To the same effect is Smith on Zoning Law and Practice, Chapter VI, p. 108, and § 87, p. 111.

The following Texas cases, while not directly in point, are very persuasive upon the point under discussion: Brown v. Grant, Tex.Civ.App., 2 S.W.2d 285; Meserole v. Board of Adjustment, City of Dallas, Tex.Civ.App., 172 S.W.2d 528.

Turning to the other jurisdictions we have the California case of Jones v. City of Los Angeles, 211 Cal. 304, 295 P. 14; the Wisconsin case of Atkinson v. Piper, 181 Wis. 519, 195 N.W. 544; the Oklahoma case of Shaw v. Calvary Baptist Church, 184 Okl. 454, 88 P.2d 327; the Michigan case of Adams v. Kalamazoo Ice & Fuel Company, 245 Mich. 261, 222 N.W. 86; the Nebraska case of Cassel Realty Co. v. City of Omaha, 144 Neb. 753, 14 N.W.2d 600; and the New Jersey case of Pierritti v. Johnson, 132 N.J.L. 576, 41 A.2d 896. All of these cases support the proposition that zoning ordinances operate prospectively not retrospectively, and that existing nonconforming businesses in a zoning area must be permitted to continue to do business as they had existed prior to any zoning ordinance. Any attempt to eradicate such business is regarded as a misuse of the police power of a state and is unreasonable *133 and unconstitutional as a taking of private property without compensation and without due process of law.

Appellee relies upon such cases as Village of Euclid v. Amber Realty Co., 272 U.S. 365, 47 S. Ct. 114, 71 L. Ed. 303, and Hadacheck v. Sebastian, 239 U.S. 394, 36 S. Ct. 143, 60 L. Ed. 348. The first case does not relate to the eradication of a prior existing business, and the second case relates to a brickyard in a residential area which had become a nuisance. It will be borne in mind that here appellee is trying to require appellants to remove their businesses from a light industrial district to a heavy industrial district or be eradicated, even though appellants were conducting the same businesses on the same premises, in the same buildings, on the same lots, and in the same manner at the time the first zoning ordinance was adopted, and, further, there is no intimation that appellants' businesses have become nuisances in the light industrial district in which they are located.

Appellee contends that inasmuch as appellants are permitted to use their buildings they are in no position to complain that they cannot use the land surrounding such buildings. It is apparent that appellants cannot operate their businesses without using the surrounding land any more than could a drive-in-theatre conduct its business without using the parking space provided for its patrons or a super-market without parking space for its customers. To deny appellants the use of the land surrounding their buildings is in effect a denial to operate their businesses.

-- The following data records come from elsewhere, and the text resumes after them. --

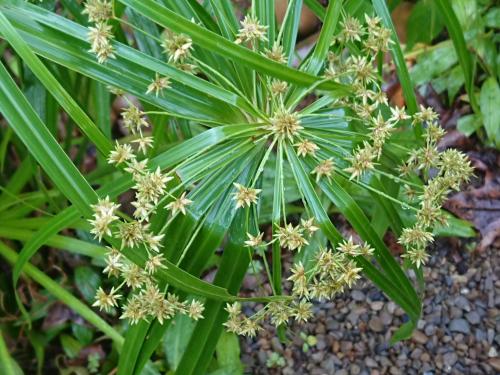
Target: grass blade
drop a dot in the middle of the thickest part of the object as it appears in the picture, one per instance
(67, 298)
(464, 56)
(397, 55)
(6, 361)
(220, 45)
(54, 87)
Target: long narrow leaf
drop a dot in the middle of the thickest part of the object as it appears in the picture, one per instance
(464, 56)
(222, 46)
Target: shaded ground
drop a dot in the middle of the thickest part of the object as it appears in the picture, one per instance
(459, 332)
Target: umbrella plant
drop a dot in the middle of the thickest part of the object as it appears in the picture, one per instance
(232, 140)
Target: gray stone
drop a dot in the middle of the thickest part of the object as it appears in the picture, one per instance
(473, 317)
(449, 359)
(376, 325)
(370, 362)
(462, 303)
(459, 325)
(430, 329)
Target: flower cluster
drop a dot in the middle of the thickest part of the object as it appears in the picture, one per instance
(328, 275)
(333, 270)
(178, 48)
(99, 12)
(146, 299)
(251, 31)
(449, 169)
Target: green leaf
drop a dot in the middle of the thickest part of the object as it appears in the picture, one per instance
(457, 36)
(434, 63)
(82, 333)
(87, 281)
(424, 23)
(176, 339)
(228, 354)
(44, 148)
(54, 87)
(226, 48)
(466, 11)
(489, 103)
(469, 124)
(290, 28)
(316, 8)
(6, 361)
(492, 18)
(70, 346)
(188, 95)
(397, 55)
(265, 10)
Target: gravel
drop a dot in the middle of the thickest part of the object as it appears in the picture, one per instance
(459, 331)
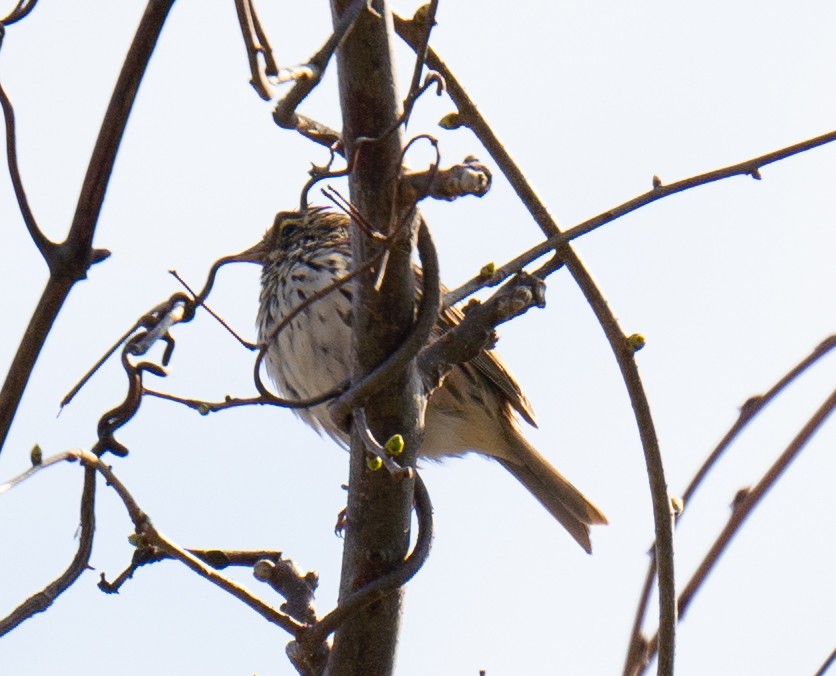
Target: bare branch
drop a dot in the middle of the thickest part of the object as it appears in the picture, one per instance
(745, 504)
(39, 602)
(256, 44)
(45, 246)
(637, 653)
(340, 408)
(471, 116)
(467, 339)
(70, 261)
(285, 112)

Section 8 of the Comprehensive Zoning Ordinance passed by appellee in 1948 may be valid when applied to an automobile wrecking yard which has come into existence since a comprehensive zoning ordinance of 1937 was adopted, but it cannot be used as authority to eradicate a nonconforming business which was in existence prior to the effective date of any zoning ordinance, and which has been continuously carried on at its present place of business without change or expansion and which has not become a public nuisance.

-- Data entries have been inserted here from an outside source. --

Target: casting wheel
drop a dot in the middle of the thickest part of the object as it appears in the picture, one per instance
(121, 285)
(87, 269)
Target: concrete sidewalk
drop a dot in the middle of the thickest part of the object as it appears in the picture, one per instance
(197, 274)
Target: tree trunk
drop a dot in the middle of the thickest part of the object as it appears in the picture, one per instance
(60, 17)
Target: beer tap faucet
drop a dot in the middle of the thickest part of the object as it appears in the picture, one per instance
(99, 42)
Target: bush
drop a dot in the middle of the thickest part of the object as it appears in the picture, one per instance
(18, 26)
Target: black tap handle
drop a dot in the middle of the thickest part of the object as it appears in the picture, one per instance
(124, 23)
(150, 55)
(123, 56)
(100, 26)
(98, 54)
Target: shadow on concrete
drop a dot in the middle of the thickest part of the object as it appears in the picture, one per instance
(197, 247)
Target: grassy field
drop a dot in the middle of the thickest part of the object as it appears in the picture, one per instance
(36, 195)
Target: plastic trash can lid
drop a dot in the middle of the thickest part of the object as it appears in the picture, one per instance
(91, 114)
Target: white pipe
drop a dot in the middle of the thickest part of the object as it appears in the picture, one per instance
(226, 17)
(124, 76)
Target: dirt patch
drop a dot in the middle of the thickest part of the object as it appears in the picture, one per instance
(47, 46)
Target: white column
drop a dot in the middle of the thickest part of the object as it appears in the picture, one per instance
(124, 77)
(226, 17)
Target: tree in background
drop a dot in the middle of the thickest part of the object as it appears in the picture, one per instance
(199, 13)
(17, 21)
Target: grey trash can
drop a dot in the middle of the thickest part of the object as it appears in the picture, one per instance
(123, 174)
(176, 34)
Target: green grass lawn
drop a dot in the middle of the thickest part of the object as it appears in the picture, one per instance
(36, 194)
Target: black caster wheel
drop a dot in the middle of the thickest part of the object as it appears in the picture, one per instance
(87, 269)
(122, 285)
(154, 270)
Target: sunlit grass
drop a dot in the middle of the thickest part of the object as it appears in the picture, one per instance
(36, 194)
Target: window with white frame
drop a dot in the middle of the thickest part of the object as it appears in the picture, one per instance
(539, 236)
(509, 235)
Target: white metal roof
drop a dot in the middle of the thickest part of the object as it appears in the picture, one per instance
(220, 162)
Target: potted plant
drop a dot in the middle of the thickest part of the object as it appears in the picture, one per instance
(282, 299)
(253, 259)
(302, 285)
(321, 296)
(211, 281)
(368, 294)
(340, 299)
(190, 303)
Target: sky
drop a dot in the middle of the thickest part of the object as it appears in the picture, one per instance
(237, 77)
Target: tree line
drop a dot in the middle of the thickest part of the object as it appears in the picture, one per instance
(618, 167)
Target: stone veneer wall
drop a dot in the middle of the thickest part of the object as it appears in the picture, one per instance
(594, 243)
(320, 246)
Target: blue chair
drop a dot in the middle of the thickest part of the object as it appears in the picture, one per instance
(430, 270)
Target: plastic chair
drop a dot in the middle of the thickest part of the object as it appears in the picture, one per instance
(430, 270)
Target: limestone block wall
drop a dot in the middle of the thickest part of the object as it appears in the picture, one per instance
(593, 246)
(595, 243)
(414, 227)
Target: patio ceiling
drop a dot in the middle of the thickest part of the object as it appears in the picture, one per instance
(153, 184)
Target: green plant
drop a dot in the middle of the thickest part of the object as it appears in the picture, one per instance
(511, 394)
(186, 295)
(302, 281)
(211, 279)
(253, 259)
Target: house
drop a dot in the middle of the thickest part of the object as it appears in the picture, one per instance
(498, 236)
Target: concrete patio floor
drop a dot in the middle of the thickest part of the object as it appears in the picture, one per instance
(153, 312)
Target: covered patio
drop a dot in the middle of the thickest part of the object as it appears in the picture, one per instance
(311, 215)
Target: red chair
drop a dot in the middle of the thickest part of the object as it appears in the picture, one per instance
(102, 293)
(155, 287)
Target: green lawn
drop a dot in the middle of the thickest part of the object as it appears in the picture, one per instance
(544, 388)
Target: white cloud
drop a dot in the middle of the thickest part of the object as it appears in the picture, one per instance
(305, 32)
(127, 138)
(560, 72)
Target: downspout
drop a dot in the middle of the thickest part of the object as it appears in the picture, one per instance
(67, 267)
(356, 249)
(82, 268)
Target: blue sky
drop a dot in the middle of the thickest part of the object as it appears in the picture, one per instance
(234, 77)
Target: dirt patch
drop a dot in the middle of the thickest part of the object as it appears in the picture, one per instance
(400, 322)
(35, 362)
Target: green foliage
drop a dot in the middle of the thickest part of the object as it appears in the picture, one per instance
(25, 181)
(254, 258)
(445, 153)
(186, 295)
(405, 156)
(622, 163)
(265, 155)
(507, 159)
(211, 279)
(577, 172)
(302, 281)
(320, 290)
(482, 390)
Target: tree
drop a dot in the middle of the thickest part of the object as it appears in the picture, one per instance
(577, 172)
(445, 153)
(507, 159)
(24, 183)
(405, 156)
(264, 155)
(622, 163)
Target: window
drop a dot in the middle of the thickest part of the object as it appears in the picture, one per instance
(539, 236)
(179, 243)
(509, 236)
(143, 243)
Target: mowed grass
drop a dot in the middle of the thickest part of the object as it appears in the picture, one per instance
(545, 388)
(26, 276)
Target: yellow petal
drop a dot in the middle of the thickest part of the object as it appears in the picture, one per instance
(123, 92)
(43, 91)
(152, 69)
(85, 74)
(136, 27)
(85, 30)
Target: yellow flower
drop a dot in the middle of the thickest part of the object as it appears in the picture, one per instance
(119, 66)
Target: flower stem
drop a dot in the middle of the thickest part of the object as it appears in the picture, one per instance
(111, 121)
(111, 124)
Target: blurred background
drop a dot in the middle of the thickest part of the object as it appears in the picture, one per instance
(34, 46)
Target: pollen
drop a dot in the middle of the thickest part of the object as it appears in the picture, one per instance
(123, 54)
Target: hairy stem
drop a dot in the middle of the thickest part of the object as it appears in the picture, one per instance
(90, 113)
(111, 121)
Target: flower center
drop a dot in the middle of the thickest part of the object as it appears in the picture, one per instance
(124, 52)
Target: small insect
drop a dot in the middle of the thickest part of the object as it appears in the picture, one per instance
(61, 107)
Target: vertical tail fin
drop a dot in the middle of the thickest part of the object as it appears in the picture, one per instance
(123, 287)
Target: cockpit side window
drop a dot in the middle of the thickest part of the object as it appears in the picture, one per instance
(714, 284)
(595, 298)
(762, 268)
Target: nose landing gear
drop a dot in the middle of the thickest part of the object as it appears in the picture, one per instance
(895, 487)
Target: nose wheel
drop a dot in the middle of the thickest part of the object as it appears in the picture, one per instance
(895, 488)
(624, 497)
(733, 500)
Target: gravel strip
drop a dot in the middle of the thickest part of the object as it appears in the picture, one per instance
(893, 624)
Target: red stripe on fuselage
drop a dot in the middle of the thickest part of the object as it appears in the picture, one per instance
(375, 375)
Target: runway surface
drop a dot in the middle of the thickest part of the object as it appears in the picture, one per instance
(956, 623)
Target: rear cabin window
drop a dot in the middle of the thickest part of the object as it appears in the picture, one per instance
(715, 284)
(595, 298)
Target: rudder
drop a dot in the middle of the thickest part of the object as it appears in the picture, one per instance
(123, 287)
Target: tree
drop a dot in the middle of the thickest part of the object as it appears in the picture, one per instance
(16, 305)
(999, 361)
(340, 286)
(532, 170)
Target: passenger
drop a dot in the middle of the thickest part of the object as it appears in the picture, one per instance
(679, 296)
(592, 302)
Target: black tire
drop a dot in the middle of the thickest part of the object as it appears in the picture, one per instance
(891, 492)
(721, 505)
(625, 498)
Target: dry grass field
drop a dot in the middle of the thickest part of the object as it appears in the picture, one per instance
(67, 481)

The judgment of the trial court is reversed and the injunction dissolved.

On Motion for Rehearing

It was the intention of this court in its original opinion herein to order a reversal only of that part of the judgment of the trial court which perpetually enjoined the defendants from using the premises occupied by them as automobile wrecking yards, and it was not intended to reverse that part of the judgment which enjoined the appellants from trespassing and encroaching upon the sidewalks, public easements and public street areas adjacent to their respective places of business.

In order to make this intention clear the judgment heretofore entered herein on February 13, 1952 will be set aside and the judgment of the trial court will be reformed so as to reverse and set aside that part of the judgment of the trial court which perpetually enjoins the appellants from using their respective places of business for an automobile wrecking yard and the judgment as thus reformed will be in all things affirmed.

The motion for a rehearing of appellee has been considered and is overruled.